In questo modo – secondo l’ex ministro dell’Economia – la finanza pubblica, contenendo il deficit intorno al 2%, avrebbe tranquillizzato i mercati e avrebbe potuto dare una spinta alla crescita. Non dimentichiamo, infatti, che un moderato aumento dell’IVA – aveva proseguito l’ex ministro – oltre ad essere raccomandato dalla UE, non avrebbe effetti inflazionistici, mentre la riduzione delle tasse sul lavoro avrebbe potuto davvero dare nuovo slancio ai consumi’’. Non è poi un mistero che anche Pier Carlo Padoan, il predecessore di Tria sulla poltrona di Quintino Sella, aveva in varie occasioni raccomandato di tassare di più i consumi e meno i redditi. Anche il ministro “politico’’ Roberto Gualtieri, tuttavia, non era riuscito a superare i veti “ad orecchio’’ che venivano dai partiti, i cui esponenti spesso fanno promesse ad una platea ben disposta verso di loro senza pensare alle conseguenze e come se tutto fosse possibile.
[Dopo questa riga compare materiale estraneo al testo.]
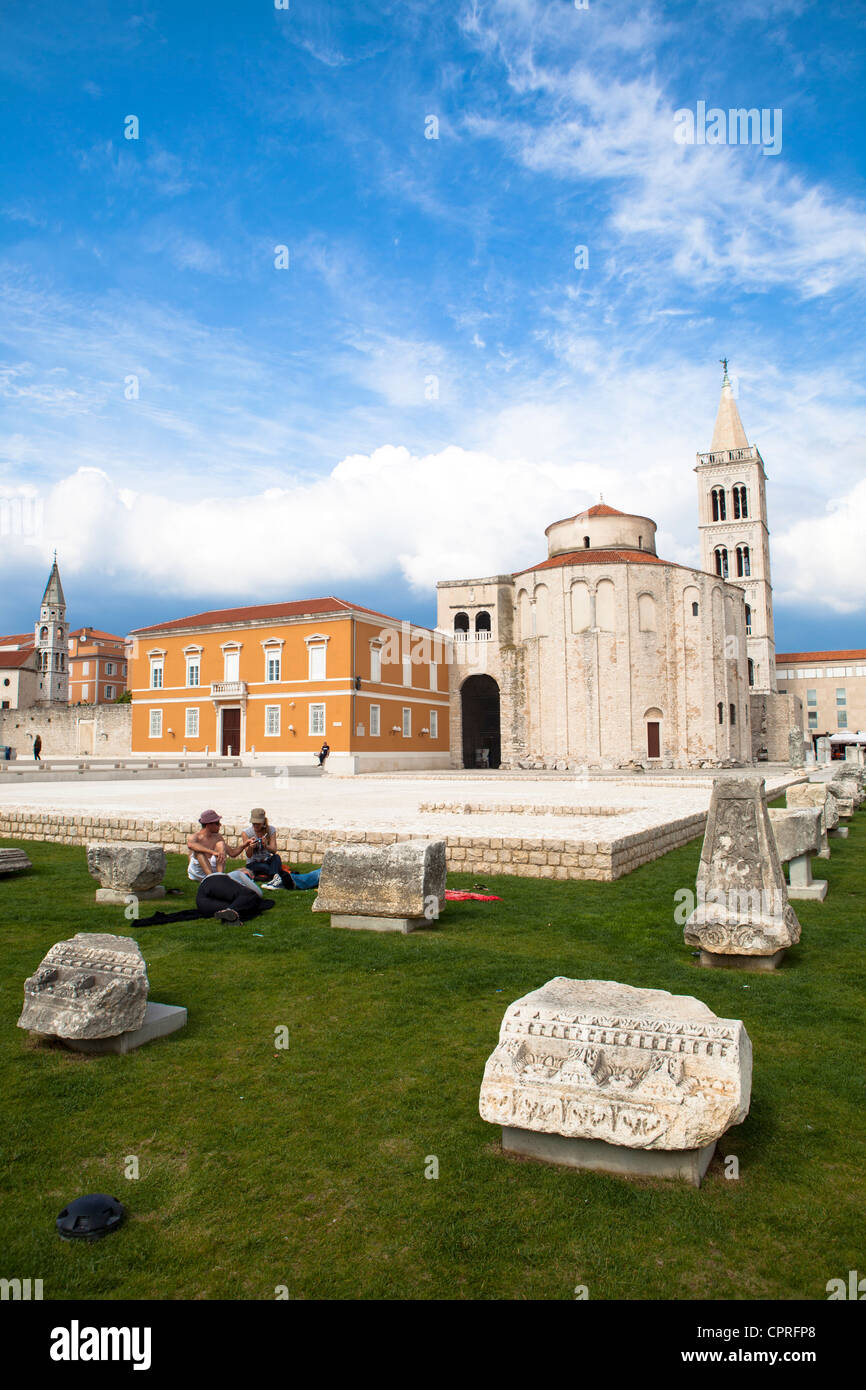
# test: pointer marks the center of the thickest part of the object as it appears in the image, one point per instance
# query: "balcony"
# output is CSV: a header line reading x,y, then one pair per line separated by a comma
x,y
729,455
Ma forse è opportuno tracciare un ritratto dell’IVA che è senz’altro l’imposta più importante non solo tra quelle indirette, ma dell’intero regime fiscale (anche se subisce un’evasione pari al 26% del dovuto). Ci avvaliamo dei dati forniti dall’autorevole Centro Studi “Itinerari previdenziali’’ presieduto da Alberto Brambillla. L’IVA è applicata alle cessioni di beni e servizi che colpisce solo il valore aggiunto in ogni fase del processo produttivo e distributivo. Le aliquote attualmente sono tre: ordinaria del 22%, oppure ridotta del 4% e del 10%.
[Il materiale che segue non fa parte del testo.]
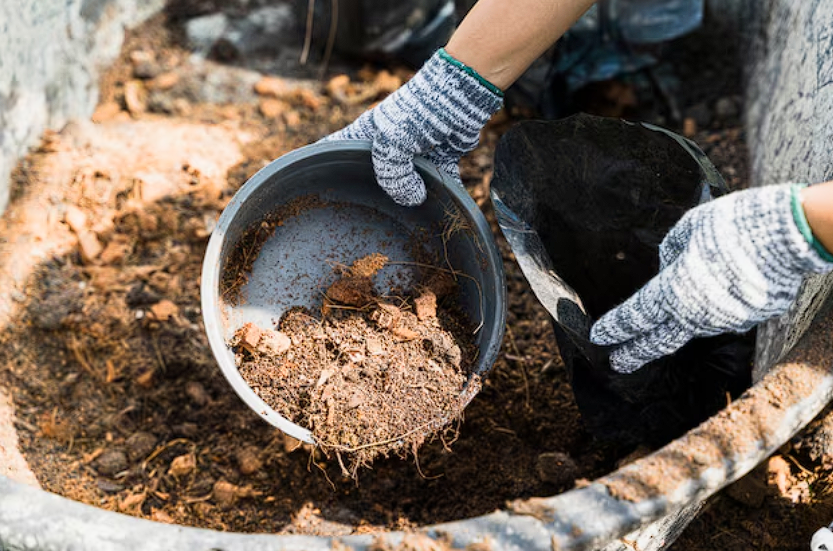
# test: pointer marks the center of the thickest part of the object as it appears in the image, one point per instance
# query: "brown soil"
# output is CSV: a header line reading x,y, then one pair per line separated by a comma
x,y
120,404
373,376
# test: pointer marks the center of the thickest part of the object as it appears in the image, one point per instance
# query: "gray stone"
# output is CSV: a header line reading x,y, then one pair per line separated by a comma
x,y
262,30
789,102
51,55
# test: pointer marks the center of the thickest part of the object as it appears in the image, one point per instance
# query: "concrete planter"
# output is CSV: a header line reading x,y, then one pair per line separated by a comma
x,y
646,504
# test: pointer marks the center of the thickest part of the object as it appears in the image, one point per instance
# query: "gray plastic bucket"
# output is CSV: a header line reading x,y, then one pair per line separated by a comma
x,y
789,110
356,218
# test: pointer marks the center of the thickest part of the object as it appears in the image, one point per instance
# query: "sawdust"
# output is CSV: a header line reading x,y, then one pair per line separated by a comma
x,y
370,377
L’imposta, con 140 miliardi di gettito si pone subito dopo l’IRPEF quale contributo alle entrate del bilancio statale. «La categoria dei beni tassati con aliquota al 22% è quella che fornisce il maggior gettito all’Erario per questa tipologia di imposta: circa 74 miliardi di euro», ha calcolato Mariano Bella, direttore dell’ufficio studi di Confcommercio. All’interno di questa categoria ci sono prodotti e servizi molto eterogenei tra loro che vanno da caffé, bevande gasate, vini e alcolici e sigarette, all’abbigliamento e calzature, fino a mobili, elettrodomestici, automobili, carburanti e parrucchieri. Un rapido sguardo alla distribuzione territoriale svela un Paese fortemente squilibrato, con il Nord il cui volume d’affari è pari al 62,92% del totale contro i modesti 24,82% del Centro e il 12,26% del Sud, mentre la distribuzione del gettito vede il Nord al 61,60%, il Sud al 10,47% e il Centro al 27,57%, dove il Lazio è trascinato dalle operazioni in split payment verso la Pubblica Amministrazione non titolare di partita IVA. Per quanto riguarda il numero dei contribuenti, al Nord sono il 48,65%, al Centro 21,13% e al Sud 30,12%.